Chief executive Dr Ruth Appleby said the company had completed fund raising of $750,000 in a record four days with the help of seed investment company Pacific Channel.
Appleby said the technology would help identify potential damage to the heart before it happened, and discount the large number of people unnecessarily referred to hospitals
The technology came from research developed at University of Otago's Christchurch Heart Unit.
The new diagnostic tool allows doctors to determine which patients are suffering from unstable angina that will almost certainly lead to a heart attack, as opposed to those with chest pain who don't need to be admitted.
Patients with unstable angina have high risk and require immediate treatment to avoid heart attack and associated muscle damage.
The money just raised was the first in further efforts to seek $5 million to fund clinical trials in Europe that would help secure regulatory approvals for the technology. The fund raising will be led by a UK-based investment company Innovator Capital.
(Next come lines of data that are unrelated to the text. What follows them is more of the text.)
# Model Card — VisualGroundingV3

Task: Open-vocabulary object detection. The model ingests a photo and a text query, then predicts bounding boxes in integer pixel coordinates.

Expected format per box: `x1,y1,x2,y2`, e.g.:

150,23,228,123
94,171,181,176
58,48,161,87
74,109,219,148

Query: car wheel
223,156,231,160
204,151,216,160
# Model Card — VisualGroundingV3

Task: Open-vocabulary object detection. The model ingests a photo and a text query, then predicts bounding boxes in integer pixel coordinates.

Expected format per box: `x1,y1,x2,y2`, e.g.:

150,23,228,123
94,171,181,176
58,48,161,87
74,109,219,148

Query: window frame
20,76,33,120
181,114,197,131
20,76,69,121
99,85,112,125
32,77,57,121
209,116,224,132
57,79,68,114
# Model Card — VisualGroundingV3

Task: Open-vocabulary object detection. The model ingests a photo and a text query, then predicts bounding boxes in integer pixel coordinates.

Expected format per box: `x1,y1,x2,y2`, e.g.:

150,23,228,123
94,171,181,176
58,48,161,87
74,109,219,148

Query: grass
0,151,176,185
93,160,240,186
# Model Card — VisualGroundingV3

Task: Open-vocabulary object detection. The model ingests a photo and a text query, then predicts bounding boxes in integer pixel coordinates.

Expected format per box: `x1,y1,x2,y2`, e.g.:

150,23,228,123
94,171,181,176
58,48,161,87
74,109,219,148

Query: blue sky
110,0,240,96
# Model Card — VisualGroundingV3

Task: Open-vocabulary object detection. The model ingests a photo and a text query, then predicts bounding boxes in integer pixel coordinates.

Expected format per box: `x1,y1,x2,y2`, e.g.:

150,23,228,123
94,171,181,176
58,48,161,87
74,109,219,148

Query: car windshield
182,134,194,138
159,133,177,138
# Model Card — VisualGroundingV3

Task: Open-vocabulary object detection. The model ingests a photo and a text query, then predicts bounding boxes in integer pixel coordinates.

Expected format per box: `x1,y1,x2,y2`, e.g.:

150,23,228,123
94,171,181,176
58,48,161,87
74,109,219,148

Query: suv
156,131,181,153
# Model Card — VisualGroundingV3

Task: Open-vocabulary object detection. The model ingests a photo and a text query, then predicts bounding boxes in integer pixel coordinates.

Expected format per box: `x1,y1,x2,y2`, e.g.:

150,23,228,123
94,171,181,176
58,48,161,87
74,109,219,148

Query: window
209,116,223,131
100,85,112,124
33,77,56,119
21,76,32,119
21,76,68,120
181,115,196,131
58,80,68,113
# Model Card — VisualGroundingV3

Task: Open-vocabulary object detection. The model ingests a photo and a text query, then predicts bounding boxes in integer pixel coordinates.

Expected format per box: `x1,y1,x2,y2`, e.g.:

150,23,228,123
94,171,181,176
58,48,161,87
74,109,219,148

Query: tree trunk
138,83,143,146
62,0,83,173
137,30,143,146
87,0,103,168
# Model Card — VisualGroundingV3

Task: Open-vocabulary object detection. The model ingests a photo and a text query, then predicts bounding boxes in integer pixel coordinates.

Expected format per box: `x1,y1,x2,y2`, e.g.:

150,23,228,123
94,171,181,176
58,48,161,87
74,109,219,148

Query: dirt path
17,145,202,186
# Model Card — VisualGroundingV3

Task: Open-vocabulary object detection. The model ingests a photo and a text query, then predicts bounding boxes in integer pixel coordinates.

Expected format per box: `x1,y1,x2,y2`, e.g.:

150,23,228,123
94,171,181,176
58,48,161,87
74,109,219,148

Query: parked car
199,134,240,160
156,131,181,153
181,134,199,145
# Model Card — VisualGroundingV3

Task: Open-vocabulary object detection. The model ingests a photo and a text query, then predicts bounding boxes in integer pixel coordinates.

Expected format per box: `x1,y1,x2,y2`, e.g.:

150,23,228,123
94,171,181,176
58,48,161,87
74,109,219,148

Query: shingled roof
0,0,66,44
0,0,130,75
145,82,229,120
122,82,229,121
Appleby said the technology had huge global potential because in the US alone, 8 million people arrive at hospitals with chest pain, but only one in eight have a life-threatening risk of heart attack.
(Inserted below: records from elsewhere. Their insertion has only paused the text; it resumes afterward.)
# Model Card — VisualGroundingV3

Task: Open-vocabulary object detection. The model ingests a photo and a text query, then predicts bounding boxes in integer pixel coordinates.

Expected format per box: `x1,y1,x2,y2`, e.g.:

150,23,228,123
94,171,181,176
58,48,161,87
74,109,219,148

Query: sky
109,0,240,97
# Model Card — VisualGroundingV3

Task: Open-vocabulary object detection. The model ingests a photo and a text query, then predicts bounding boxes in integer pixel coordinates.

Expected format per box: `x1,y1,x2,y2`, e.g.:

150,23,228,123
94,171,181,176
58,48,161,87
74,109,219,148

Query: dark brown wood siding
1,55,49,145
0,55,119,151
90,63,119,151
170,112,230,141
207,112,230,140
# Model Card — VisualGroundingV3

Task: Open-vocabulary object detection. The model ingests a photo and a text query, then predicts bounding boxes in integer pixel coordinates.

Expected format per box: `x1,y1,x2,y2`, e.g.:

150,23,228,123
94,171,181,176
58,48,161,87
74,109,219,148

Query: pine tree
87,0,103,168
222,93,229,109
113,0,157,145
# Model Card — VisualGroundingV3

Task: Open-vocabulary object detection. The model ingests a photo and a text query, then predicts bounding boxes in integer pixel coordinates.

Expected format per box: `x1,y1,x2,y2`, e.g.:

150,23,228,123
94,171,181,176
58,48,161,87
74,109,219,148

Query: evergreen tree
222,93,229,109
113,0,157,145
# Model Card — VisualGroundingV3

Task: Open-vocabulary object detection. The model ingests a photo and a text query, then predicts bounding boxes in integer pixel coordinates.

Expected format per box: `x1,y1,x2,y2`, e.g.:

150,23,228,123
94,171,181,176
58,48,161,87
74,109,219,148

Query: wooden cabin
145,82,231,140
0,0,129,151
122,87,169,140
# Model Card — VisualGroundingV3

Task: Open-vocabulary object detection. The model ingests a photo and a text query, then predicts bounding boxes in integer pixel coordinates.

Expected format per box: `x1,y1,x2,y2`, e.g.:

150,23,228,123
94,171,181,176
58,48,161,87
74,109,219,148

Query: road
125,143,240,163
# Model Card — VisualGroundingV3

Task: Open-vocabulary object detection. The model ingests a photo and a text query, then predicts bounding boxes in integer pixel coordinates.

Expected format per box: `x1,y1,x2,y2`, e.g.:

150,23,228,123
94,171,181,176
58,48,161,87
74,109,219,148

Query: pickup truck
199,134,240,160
The researchers behind the diagnostic tool are the same people responsible for identifying the current standard biomarkers of heart failure.
These biomarkers were developed in the 1990s and have since become widely used in hospitals worldwide, but that technology was not patented by them.
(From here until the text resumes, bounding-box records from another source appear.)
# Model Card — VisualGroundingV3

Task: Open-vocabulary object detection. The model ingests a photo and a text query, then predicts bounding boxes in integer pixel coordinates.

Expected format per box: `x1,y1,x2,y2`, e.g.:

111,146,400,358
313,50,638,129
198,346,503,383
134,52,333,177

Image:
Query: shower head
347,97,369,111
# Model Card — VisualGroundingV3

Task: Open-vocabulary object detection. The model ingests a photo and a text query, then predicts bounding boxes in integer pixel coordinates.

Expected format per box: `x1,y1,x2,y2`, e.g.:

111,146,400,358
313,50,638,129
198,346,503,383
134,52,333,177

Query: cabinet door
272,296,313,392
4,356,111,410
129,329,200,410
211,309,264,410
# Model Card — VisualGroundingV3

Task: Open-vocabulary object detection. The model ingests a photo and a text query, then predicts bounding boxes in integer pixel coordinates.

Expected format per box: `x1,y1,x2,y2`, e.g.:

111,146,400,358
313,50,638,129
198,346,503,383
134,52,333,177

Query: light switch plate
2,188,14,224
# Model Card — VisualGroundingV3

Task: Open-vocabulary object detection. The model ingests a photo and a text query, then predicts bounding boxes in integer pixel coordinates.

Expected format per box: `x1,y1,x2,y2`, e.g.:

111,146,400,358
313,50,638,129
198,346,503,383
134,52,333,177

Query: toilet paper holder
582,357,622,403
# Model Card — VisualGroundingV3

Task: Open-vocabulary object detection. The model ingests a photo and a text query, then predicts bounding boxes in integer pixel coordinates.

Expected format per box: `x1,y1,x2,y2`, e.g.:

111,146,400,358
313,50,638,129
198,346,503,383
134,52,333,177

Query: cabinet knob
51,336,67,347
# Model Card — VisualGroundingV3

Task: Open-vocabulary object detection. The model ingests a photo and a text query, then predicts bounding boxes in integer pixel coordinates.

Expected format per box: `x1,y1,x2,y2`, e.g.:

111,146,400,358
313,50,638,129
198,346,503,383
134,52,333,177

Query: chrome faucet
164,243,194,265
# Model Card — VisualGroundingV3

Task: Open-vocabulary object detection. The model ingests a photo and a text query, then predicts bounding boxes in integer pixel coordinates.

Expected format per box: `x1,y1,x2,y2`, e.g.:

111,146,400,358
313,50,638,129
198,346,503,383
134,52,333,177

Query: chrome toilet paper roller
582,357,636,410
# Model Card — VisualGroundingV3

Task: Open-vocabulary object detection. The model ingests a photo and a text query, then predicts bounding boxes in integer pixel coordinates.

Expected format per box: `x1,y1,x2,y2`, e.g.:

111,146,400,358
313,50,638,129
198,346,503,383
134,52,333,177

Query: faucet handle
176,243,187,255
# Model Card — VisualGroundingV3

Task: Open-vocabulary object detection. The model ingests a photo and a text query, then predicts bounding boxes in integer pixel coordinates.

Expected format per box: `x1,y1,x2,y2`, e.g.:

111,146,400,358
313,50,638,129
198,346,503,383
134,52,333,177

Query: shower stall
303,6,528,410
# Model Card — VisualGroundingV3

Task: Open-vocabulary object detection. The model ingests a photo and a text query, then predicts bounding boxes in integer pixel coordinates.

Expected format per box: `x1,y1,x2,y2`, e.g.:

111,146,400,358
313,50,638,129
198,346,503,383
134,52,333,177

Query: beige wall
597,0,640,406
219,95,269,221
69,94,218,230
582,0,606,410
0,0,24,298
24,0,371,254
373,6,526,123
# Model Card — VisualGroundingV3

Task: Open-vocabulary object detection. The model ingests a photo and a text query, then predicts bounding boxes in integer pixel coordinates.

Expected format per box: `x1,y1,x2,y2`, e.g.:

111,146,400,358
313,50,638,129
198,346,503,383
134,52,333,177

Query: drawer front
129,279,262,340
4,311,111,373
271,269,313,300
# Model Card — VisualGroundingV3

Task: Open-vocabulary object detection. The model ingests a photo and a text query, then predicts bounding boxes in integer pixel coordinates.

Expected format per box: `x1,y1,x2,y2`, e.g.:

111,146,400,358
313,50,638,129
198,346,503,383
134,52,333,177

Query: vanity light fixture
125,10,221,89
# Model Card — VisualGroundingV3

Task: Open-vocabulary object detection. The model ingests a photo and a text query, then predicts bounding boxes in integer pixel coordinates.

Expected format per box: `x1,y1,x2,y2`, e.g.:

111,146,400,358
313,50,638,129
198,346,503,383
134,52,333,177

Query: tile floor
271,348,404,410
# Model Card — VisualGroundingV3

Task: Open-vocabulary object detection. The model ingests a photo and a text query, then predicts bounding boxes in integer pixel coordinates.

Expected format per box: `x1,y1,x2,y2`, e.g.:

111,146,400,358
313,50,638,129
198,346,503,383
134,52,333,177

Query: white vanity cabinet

This is the first technology they have patented themselves.
It also has potential to save millions of dollars.
Appleby estimated that in the US it would equate to about $6.7 billion a year.
She said the clinical trials would involve 1000 patients at several clinics in Europe.
The shareholders in Upstream include Otago University (51 per cent), Powerhouse Ventures (19 per cent), NZ Investment Fund (10 per cent, with smaller percentages held by other investors including the researchers.
The aim of granting shares of options to researchers was to incentivise them, although the main motivation for them was to see the technology adopted for everyone's benefit, Appleby said.